It's been too long in coming, so here's a three-song, thirteen-minute update that puts the spotlight on Hayden.
Hayden's a packed-house star up here in the frosty Canadian wastes, and he can't be too fringe a figure in the American singer-songwriter arena, but his records still aren't mentioned in the sorts of places they should be. He's released five solid albums of brooding, mumbly music, and while his lyrics can be hit-and-miss, his melancholy sincerity is perfect for stormy Thursday afternoons, or as a relationship slowly comes apart. He lets little guitar sounds carry the pauses between words, lets the unsaid speak. And he rarely screeches. (Of course there's also the growly and raging "When This Is Over" which is whiney and abrasive, but in a Tom-Waits-as-teenage-angster kind of way.)

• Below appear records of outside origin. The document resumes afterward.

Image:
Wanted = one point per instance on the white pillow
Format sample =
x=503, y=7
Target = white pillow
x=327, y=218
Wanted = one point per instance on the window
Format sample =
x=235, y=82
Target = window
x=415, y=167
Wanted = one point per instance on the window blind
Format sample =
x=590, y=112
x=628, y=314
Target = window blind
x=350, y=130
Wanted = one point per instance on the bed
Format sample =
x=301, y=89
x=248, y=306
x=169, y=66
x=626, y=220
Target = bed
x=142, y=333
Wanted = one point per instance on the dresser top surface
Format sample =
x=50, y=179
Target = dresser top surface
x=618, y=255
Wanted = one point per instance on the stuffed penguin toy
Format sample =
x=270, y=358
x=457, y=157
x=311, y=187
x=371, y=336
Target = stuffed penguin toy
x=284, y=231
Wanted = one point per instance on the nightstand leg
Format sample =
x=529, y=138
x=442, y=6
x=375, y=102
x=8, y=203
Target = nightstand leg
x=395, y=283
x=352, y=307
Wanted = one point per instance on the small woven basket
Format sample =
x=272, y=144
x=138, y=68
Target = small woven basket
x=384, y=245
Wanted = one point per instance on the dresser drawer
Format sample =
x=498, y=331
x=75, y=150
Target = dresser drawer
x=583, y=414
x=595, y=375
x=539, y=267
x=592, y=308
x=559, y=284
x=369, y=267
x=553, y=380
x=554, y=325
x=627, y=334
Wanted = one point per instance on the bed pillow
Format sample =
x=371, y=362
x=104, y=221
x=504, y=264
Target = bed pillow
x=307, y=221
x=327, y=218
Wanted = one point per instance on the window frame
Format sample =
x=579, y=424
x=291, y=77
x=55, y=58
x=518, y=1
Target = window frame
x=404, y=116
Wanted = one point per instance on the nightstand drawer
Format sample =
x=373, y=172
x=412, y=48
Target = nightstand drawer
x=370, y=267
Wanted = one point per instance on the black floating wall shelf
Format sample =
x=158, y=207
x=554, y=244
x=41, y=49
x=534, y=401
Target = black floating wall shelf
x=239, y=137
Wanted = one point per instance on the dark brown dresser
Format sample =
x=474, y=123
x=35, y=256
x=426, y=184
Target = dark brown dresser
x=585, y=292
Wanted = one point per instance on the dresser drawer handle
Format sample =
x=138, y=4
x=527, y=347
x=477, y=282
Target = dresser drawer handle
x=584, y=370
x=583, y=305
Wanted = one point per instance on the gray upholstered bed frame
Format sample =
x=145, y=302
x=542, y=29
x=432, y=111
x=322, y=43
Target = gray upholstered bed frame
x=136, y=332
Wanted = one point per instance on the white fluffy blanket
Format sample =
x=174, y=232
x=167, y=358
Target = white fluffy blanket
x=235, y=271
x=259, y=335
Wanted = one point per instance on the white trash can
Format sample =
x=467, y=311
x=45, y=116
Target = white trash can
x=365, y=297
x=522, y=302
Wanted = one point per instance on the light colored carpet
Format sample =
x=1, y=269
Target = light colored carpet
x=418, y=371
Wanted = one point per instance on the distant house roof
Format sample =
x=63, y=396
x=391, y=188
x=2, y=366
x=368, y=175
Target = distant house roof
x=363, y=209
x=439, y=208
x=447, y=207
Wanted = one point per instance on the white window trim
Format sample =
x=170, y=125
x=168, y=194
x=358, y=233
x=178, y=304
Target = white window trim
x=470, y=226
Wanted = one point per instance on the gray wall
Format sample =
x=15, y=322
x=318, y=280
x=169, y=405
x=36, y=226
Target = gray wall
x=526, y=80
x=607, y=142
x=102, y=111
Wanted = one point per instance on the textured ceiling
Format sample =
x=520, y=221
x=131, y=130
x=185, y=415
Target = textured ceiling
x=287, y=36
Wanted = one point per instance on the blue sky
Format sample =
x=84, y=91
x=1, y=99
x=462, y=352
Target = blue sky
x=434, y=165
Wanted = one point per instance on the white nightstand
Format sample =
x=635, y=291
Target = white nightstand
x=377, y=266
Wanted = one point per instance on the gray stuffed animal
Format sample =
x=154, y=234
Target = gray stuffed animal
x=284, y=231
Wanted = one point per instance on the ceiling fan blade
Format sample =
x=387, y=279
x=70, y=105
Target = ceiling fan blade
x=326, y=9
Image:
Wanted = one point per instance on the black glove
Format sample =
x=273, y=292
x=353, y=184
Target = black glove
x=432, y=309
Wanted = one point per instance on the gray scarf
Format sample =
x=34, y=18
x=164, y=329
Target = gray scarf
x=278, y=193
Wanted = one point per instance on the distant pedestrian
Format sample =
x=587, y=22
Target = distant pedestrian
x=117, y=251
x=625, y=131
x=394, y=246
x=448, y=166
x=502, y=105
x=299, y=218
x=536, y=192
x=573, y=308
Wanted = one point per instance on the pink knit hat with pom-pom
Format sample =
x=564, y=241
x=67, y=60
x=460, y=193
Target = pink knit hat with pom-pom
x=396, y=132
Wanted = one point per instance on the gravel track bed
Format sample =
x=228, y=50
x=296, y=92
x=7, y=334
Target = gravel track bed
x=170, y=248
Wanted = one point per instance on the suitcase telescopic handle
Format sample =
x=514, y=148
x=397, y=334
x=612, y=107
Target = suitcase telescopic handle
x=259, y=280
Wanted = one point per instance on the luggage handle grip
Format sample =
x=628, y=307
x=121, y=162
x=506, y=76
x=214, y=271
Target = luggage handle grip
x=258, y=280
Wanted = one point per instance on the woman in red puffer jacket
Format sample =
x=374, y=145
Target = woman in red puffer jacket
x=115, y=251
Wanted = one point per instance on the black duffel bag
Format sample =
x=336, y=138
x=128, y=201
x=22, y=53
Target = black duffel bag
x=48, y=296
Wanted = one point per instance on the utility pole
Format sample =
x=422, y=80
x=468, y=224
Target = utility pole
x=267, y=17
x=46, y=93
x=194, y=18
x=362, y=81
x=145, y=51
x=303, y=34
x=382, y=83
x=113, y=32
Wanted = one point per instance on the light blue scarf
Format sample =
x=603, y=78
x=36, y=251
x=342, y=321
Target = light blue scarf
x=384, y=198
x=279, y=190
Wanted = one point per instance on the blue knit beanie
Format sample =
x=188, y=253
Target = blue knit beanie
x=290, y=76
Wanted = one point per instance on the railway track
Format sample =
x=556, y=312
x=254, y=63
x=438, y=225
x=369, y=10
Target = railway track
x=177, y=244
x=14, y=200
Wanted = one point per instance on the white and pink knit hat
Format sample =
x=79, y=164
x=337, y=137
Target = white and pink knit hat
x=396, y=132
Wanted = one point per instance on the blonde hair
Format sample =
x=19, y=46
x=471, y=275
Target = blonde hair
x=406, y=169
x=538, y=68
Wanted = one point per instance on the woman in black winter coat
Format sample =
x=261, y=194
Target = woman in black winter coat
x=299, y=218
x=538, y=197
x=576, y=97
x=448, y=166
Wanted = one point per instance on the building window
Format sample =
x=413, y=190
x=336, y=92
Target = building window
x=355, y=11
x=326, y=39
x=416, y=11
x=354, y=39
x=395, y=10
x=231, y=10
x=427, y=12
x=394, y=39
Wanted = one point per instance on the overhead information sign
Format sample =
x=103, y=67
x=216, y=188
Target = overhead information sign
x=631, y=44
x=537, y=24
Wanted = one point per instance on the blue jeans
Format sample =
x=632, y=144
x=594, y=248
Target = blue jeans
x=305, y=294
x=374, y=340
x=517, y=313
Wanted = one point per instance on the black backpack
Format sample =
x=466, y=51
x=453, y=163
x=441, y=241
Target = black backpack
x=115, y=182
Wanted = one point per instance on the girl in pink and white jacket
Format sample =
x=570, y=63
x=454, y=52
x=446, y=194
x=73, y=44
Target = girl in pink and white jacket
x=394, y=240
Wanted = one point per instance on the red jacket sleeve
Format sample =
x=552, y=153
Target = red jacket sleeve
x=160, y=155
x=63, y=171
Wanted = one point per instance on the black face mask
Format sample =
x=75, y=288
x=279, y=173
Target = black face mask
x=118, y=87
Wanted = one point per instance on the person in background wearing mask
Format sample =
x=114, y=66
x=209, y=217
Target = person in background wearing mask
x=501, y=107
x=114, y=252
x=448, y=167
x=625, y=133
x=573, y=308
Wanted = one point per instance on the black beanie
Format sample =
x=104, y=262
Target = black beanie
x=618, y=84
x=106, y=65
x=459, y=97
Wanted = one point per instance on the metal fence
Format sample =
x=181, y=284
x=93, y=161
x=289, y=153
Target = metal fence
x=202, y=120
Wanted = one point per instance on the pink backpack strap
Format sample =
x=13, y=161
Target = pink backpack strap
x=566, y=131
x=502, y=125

In chronological order, then:
Hayden - "You Are All I Have". My favourite Hayden song, recorded twice - an angrier, rawer version on Moving Careful, and again here on The Closer I Get. This is an exceedingly careful love song, as tentative as fingers brushing hair from a face. It's long and steadfastly simple, bold words over the a tickling, blossoming mandolin. Hayden takes such time letting the song fold open, letting it stretch and ripple and glow. Each time a line of the chorus is delivered, it's a pulse of something bigger, as Douglas Coupland wrote (about something else), "silver dollars, rubies, sugar candies." A man in front of a house at night, lit only by the dim porch light, his heart in his two hands. [buy]
Hayden - "Bass Song". From 2002's Skyscraper National Park. This one is a little more upbeat, at least in a musical sense. Live, it's led by the ringing piano sound, but on record it's a strange, macabre little thing, guitars and drums pulling the quiet piano around, introducing it to the cold, wet, twisting strings. It's a silly story: Hayden in his home as burglars break in. "I couldn't hear them / with my headphones on / recording a song." But things go queer in the second half, as he "grab[s] [his] bass guitar by the neck," to be found "five days after [he] hit the ground." The same cautionary guitar tootles along, but in come the strings again, wheeling and winding, a slow-motion dance, dark violet figures on a candlelit floor. [buy]
Hayden - "Home by Saturday". Finally, the second track from Hayden's 2004 record, Elk Lake Serenade. Here he is in his slightly more rustic mode, with the kind of urban country-folk that landed him the soundtrack for 1996's Trees Lounge (with Steve Buscemi! As an unemployed drinker who's down on his luck!). There's an affectionate ring to Hayden's voice, in the long highways he imagines beyond the end of the song. A pedal steel underlines the man's not-quite-weariness, his not-quite-longing. As everything tramps casually forward, you can't help but feel it's holding back, ultimately much more divided than, say, Tom Waits's "Long Way Home". Listening to Hayden's lazy Ontario drawl, however, it's easy to understand why the girl would feel attached in the first place. [buy]
The bad side to Hayden is that since his comeback explosion a couple of years ago, I get the feeling he's coasting. Live, he's gone smug and lacklustre, carelessly tossing out songs, fully aware that the audience will lap it up regardless of effort. There are bits of Elk Lake Serenade where he's spinning his wheels, not putting the work into finishing the song. Hayden's written some excellent tracks that consist basically of a chorus: he sets a half-song spinning, gently reflecting light, and doesn't fill in the verses or give it an arc. But while this can sometimes succeed, other times it feels like a lazy habit or a lack of craft; the trick can wear, especially when overused. So while Greg Macpherson does astonishing things with his voice, his instrument, his words, Hayden's gone sloppy, resting too much on his cute-indie-boy laurels. Pull yourself together, dude: work a touch harder. I beg.